Sometimes breathalyzers are reliable instruments, and sometimes they are not. There are lots of factors on individual breathalyzers that can cause them to be less reliable and that includes lack of proper maintenance, lack of proper calibration, certifications, and improper testing procedures in an individual case. Then there are going to be more general problems that are going to make breathalyzers tests more inaccurate.

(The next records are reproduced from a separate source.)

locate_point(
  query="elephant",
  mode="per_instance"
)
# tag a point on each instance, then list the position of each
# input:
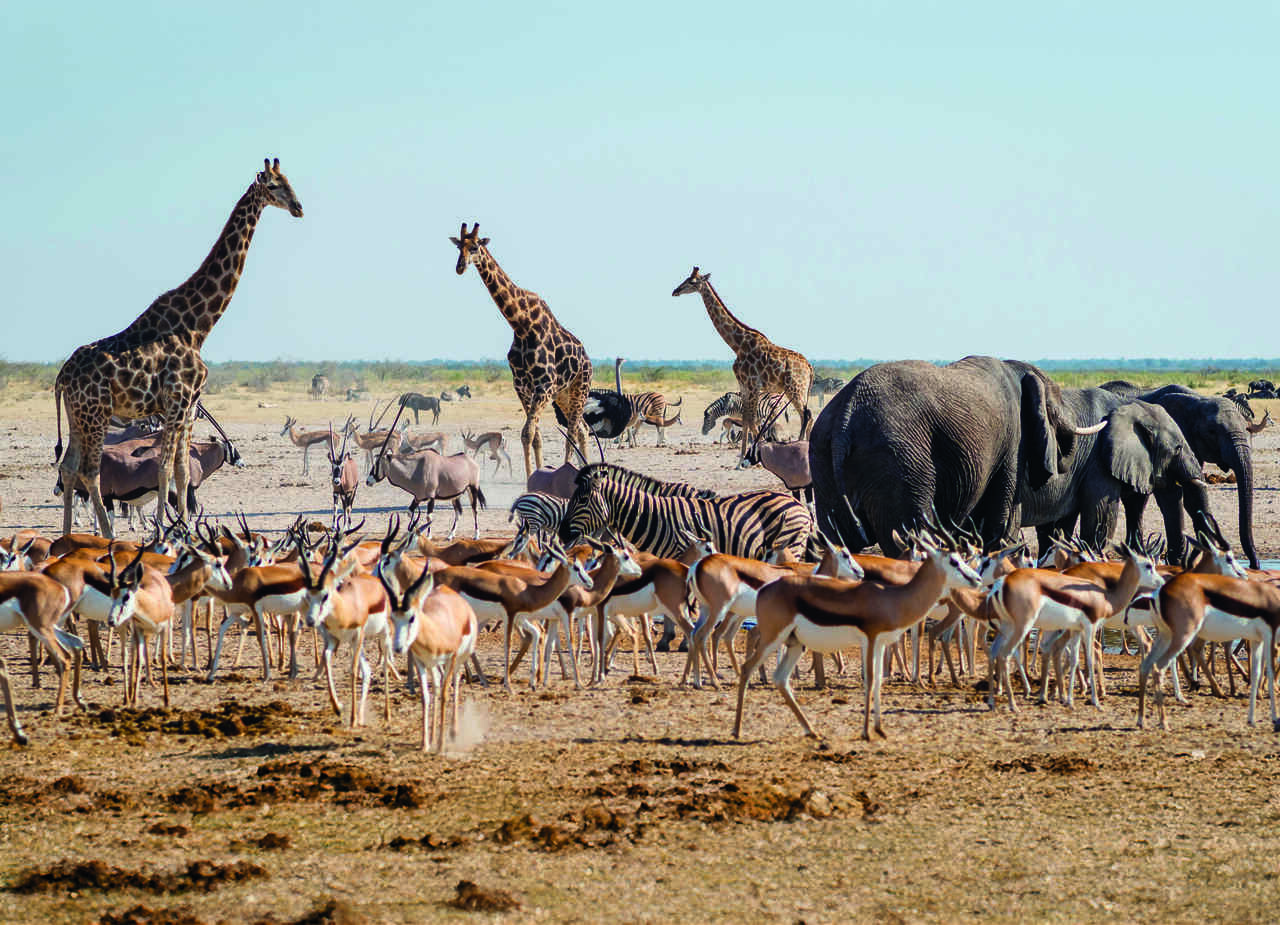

Calibration of Breathalyzers

There are two levels of calibrations for the breathalyzers used in Maryland DUI cases. One is the machine self-check that it does for every test. The machine holds a standard simulator solution in a little reserve vault and has to self-check. That solution is made to be a .08 breath alcohol content and it needs to test within a 10% accuracy, either high or low. That needs to tell us either between .072 and .088 for that to be valid.
The breathalyzer machine will run that self-check both before and after an evidentiary breathalyzer test. The first thing that the machine does when it turns on is run a sample and then the last thing that the machine does before shutting off after the breath test is run that sample again. That is one form of calibration and that is done repeatedly throughout the night as the machine is used.
The other form of calibration is more time consuming and the officer who is in-charge of maintaining the breathalyzer machine does that. This kind of calibration is usually done once every six months. In that, the machine tests a couple of different samples of varying breath alcohol contents to make sure that the calibration has not slipped at higher numbers or lower numbers and it is consistent throughout. In terms of whether or not that they are actually performed, all of the breathalyzer machines have maintenance logs and so if the breathalyzer testing and calibration has not been performed on a monthly schedule that is something that can be discovered by one’s attorney and can be used to suppress the results of the breath test.

Challenging Breathalyzer Results

A breathalyzer result that is inconsistent with all other observed indicators of impairment—or any breathalyzer result—can be challenged in the court. For example, a person might present a rising blood alcohol defense. The difficulty and the likelihood of accepting that challenge is going to vary on a case-by-case basis, however, if the challenge is successful then the result is the suppression of the breathalyzer test. In cases where there is a breathalyzer test, getting that test suppressed is going to be one of the most important defense strategies in handling that case.

Things to Remember about Breathalyzers

For a first offender, the penalties for a high blow of .15 or higher are almost exactly the same as the penalties for first refusal. On a first offense, the penalties for a high blow will be a 90-day license suspension or one-year participation in the MVA’s ignition interlock program. The driver can choose which of those sanctions to take.

Penalties for a first refusal are going to be a 270-day suspension or the exact same one-year participation in the ignition interlock program. It is virtually indistinguishable between high blow and a refusal. Generally speaking, it is in the individual’s best interests to refuse a test rather than submit a breath sample in excess of .15.

Penalties on the license will be extremely similar and if they are going to be doing interlock the penalties are exactly the same. I do not think people are really aware of that. I think when people hear the officer tell them that they are automatically going to lose their license for 270 days if they refuse that will cause them to blow into a breathalyzer test and it may not have been actually in their best interest to do so.